Here is the IRS-issued guidance for the tax loopholes:

  • The authorities release a notice of intent regarding the proposed regulations underlying the future rules. The first notice of proposed rulemaking (NPRM) provides the mechanical rules for partnership tax provisions and the effects of basis adjustments due to the partnership basis shifting transactions. Once the proposed regulations are finalized, they will eradicate the tax loophole practice between related parties. 
  • The agency and treasury department would require the taxpayers and the tax advisers of wealthy taxpayers to report if they or their clients are practicing basis-shifting transactions. The authorities have set the threshold for reporting the transaction at $5 million or above the positive basis adjustments granted through covered transactions in a single tax year where no tax has been paid. 
  • The authorities have released the revenue ruling that certain parties related to partnership transactions lack economic substance. 
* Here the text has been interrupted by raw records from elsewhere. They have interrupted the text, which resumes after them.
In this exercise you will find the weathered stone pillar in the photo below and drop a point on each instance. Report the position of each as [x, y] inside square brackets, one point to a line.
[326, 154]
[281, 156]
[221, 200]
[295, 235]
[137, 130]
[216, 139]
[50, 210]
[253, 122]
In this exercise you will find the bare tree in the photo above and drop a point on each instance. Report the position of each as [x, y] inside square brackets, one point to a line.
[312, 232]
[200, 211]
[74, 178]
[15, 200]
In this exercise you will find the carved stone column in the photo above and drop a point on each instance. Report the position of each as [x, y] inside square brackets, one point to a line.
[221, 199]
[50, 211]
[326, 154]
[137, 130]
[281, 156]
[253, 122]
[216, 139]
Basis shifting transactions targeted in IRS new guidance 

According to the guidance issued by the IRS, the basis-shifting transactions fall into three groups that are targeted in the new guidance: 

  • Distribution of property to a related party: Here the related partners distribute the high-basis assets to related partners with a low basis to reduce the basis of distributed assets. The transactions let related partners increase the basis of partnerships’ retained assets and ultimately, generate tax savings.
  • TOI (Transactions of Interest): When a partner with a low share of partnerships inside tax basis shares the interest with a high outside tax basis, the generated interest is tax-free The transfer of partnership interest among the related parties helps the parties to reduce tax liability.
  • Partnership or Partner liquidation: The partners distribute or liquidate the low-basis asset subject to high-end cost recovery terminating the entire interest of the partnership. 

IRS’s upcoming two regulations 

IRS has planned to bring the following two regulations to address the above-mentioned targeted areas of basis shifting:

  • The first set of regulations would mandate the parties involved in the partnership transactions to treat basis adjustments in a way that limits them from deriving tax loophole benefits from the basis adjustments from covered transactions.
  • The second set of guidelines would present the rules to ensure a clear determination of the taxable income and tax liability of the corporations when group members own the interests in partnerships. The IRS also directed that the covered transactions would cover the basis adjustments under Internal Revenue Code sections 732, 734(b) and 743(b).

IRS other measures to combat tax loopholes 

The IRS plans the following measures to eliminate the basis-shifting transactions that allow wealthy taxpayers to practice inappropriate tax benefits:

  • The agency will create a new Associate Office focused on this matter exclusively for S-corporations, real estate, and trusts to stop the avoiding method. The Chief Counsel’s Former PSI office will create the Associate office focused entirely on removing such tax practices. The Office directly focuses on complex areas of tax law to provide more legal guidance in tax loopholes. 
  • The agency plans to raise the audit rates on high-end companies with assets above $250 million to 22.6% in the coming years from the initial lower rate to assess the financial information compliance with the law. The agency plans to raise the audit rates for complex partnerships involving assets above $10 million. 
  • The IRS will use the Inflation Reduction Act funding to strengthen the enforcement of the tax law among wealthy taxpayers and corporations involved in a partnership transaction to eliminate the major tax loopholes. 

IRS and the US Department of Treasury are committed to bringing the needed changes in the tax law that will end the tax avoidance practices among high-income earners and generate revenue for the government.